Surprising news from a study out today: Many U.S. hospitals aren't performing minimally invasive surgery as often as they could, despite evidence that minimally invasive surgery is superior to open surgery for most patients in terms of reduced rates of surgical site infections, decreased pain and shorter hospitalizations.
The new research study out today in the online British Medical Journal shows a wide variation in hospital utilization of minimally invasive surgery. A team of researchers from Johns Hopkins University School of Medicine calculated the use of laparoscopic surgical procedures at over 1,000 U.S. hospitals in 2010 for 4 of the most common minimally invasive procedures done in the U.S.: appendectomy, colectomy, total abdominal hysterectomy and lung lobectomy. The team compared the number of open procedures to minimally invasive procedures.

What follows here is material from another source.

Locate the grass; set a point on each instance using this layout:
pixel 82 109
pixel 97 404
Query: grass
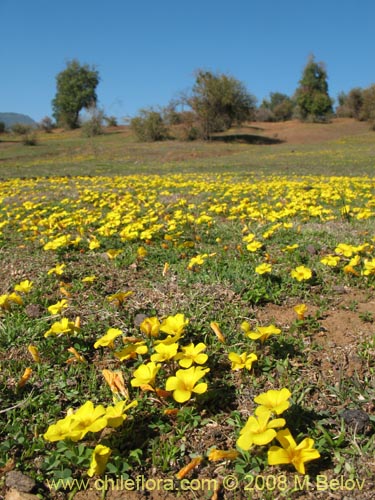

What they found was considerable variability in what proportion of these operations were minimally invasive surgery. For example, 71% of appendectomies could be performed laparoscopically, but one-fourth of U.S. hospitals favored the open operation for most cases. Hospitals more likely to perform minimally invasive surgery tended to be large urban teaching hospitals located in the Midwest, South or West.
Lead study author Marty Makary, MD, MPH, a professor of surgery at the Johns Hopkins University School of Medicine, attributes much of the variability to differences in physician training at various hospitals across the country. He also notes that many patients aren't aware that a minimally invasive surgery option exists for their condition. "Patients who are candidates for minimally invasive surgery could be directed to a surgeon with minimally invasive skills, sparing more patients the risks associated with open surgery," says Dr. Makary.